Аннотация к книге Льва Усыскина примерно так же достоверна. “Считается самым ярким прозаиком-постмодернистом в поколении 30-летних”. Во-первых, Усыскину уже лет сорок. Во-вторых, кем считается он “самым ярким”? — по-моему, круг его поклонников пока не слишком широк (хотя скоро станет шире, в этом я не сомневаюсь).А главное — ну какой же он, к бесу, постмодернист?
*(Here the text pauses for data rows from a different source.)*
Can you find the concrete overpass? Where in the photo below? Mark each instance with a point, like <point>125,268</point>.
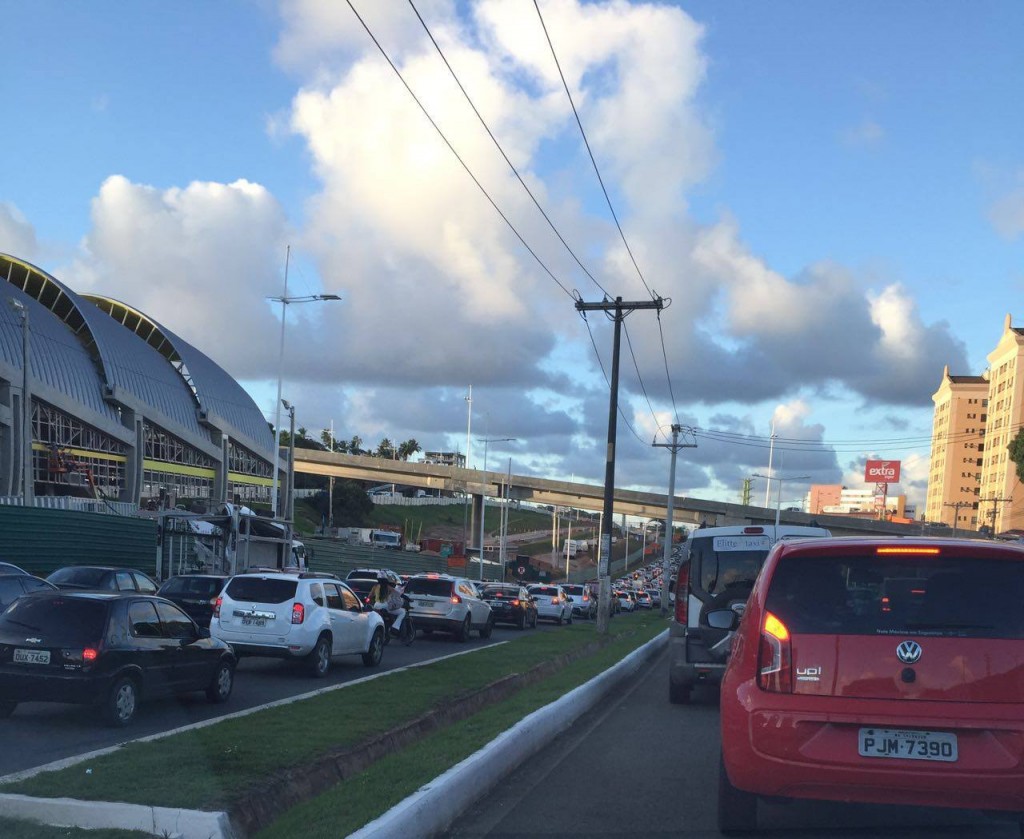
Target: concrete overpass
<point>582,496</point>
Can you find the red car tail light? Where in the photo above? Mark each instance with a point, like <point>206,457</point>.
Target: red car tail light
<point>774,657</point>
<point>683,594</point>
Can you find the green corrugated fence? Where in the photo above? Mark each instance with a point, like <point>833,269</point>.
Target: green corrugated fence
<point>42,540</point>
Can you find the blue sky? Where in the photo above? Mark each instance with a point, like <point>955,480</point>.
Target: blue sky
<point>832,195</point>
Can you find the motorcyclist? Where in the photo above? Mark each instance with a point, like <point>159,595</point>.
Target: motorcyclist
<point>384,597</point>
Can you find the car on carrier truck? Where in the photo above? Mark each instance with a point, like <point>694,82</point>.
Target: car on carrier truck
<point>718,571</point>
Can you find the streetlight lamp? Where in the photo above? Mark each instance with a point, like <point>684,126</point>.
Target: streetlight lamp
<point>483,495</point>
<point>778,494</point>
<point>28,481</point>
<point>285,300</point>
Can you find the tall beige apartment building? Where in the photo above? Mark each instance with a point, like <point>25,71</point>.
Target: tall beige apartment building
<point>976,417</point>
<point>957,447</point>
<point>1001,493</point>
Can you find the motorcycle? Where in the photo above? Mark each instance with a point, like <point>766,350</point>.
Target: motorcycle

А что такое постмодернизм? — спросит читатель. Не знаю, отвечу я. И никто не знает, кажется. Но одно можно сказать точно: это не то, что делает Лев Усыскин.

При всем желании невозможно представить себе, чтобы Усыскин на вопрос о том, почему герои его прозы проступают так, а не иначе, пожал бы плечами и промолвил, как Сорокин: “Это не люди. Это буквы, написанные на бумаге”. Игра с чужими языками, с разными картинами мира — это не его путь. Ощущение неподлинности воспринятой индивидуальным сознанием и описанной словами реальности (ощущение трагическое в модернистской, свободное от трагизма в постмодернистской культуре) едва ли ему присуще… А может быть, он ломает границы между жизнью и текстом, стилизует спонтанное самовыражение, как упомянутый в его книге Евгений Харитонов, или Розанов, или Лимонов? Нет, куда там. Границы миров в книге обозначены четко. Герои рассказов — это именно герои, созданные традиционными методами (социальная типизация, психологическая характеристика). В каждом из рассказов (ну, почти в каждом) происходит нечто интересное, правдоподобное и характерное.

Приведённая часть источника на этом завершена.